A trainable activation scheme for applying Neural Radiance Fields in novel view synthesis tasks

More Info
expand_more

Abstract

3D scene reconstruction is a common computer vision task with many applications. The synthesized virtual environments are beneficial for many downstream applications such as 3D modeling, building inspection, virtual reality, etc. As conventional scene reconstruction methods often require expensive data collections and prior information on the geometry, a learning-based method named Neural Radiance Fields (NeRF) has gained a surge of interest within the computer vision community recently for its capacity to achieve state-of-the-art view synthesis performance and achieve photorealistic rendering from only a sequence of RGB images as the input. However, NeRF has a strict requirement for input images with accurate camera poses, which is often not available in real-life applications. To this end, we provide an end-to-end guideline for 3D scene reconstruction using NeRF under a real-world scenario the objective is to reconstruct the HDB facade in Singapore. This guideline requires only RGB images as the input and can achieve photorealistic rendering results which are competitive with the results from the conventional point cloud-based method. Besides, we build our own models upon NeRF and also improve its performance in representing fine details. We first research that the ability to represent high-frequency contents in the signal is limited by its ReLU activations in the Multi-layer Perceptron (MLP) network, and demonstrate that mapping the input to the MLPs from low dimensional space to high dimensional space significantly improves the reconstruction and view synthesis quality.
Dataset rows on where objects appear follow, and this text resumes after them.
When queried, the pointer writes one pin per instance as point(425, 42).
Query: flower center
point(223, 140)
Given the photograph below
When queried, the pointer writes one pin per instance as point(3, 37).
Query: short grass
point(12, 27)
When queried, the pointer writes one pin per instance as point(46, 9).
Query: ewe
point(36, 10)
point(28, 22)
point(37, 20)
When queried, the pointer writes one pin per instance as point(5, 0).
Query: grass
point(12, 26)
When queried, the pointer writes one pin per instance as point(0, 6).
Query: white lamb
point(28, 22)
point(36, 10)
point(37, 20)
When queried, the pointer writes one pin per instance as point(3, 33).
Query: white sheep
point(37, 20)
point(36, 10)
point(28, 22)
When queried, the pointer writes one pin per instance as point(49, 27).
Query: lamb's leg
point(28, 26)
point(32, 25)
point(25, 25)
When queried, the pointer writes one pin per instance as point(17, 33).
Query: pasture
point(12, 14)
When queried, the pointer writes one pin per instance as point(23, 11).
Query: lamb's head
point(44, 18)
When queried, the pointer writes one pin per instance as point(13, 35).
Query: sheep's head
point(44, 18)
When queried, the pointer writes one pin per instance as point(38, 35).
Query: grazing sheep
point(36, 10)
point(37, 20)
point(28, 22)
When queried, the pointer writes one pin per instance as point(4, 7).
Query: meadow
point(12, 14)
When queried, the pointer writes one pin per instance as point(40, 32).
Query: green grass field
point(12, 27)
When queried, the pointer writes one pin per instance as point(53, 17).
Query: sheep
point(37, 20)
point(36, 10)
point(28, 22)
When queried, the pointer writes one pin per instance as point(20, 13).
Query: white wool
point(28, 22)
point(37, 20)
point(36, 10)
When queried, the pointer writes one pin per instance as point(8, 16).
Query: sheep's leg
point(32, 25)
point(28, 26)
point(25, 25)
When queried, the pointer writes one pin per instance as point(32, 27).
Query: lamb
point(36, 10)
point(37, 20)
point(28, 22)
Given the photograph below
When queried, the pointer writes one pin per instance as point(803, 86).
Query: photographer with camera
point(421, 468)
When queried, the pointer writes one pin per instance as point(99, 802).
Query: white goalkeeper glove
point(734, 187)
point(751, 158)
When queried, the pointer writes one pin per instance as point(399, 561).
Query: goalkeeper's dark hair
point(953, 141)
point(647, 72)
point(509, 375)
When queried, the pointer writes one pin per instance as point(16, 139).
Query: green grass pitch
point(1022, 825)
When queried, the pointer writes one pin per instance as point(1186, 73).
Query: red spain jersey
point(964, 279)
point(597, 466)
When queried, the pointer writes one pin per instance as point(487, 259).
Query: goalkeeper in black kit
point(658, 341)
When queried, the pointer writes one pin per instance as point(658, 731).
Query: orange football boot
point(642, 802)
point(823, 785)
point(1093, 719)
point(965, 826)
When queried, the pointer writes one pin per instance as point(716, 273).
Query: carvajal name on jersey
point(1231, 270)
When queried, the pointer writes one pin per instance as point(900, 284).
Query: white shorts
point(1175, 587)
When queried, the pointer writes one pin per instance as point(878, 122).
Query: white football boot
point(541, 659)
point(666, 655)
Afterward, We make several attempts to perform input mapping. We first use Gaussian-distributed Fourier features to replace the original positional encoding used in NeRF. Then, we research the activations in coordinate MLP and propose an embedding-less NeRF model equipped with parameterized sine activations called SIRENeRF. Next, we extend the use of parameterized activations from sine activations to a class of non-periodic activations and propose a trainable activation scheme that not only achieves higher scene reconstruction results but also enjoys better flexibility to different datasets. Experiments show that all of the above attempts outperform the positional encoding in terms of scene reconstruction and view synthesis results.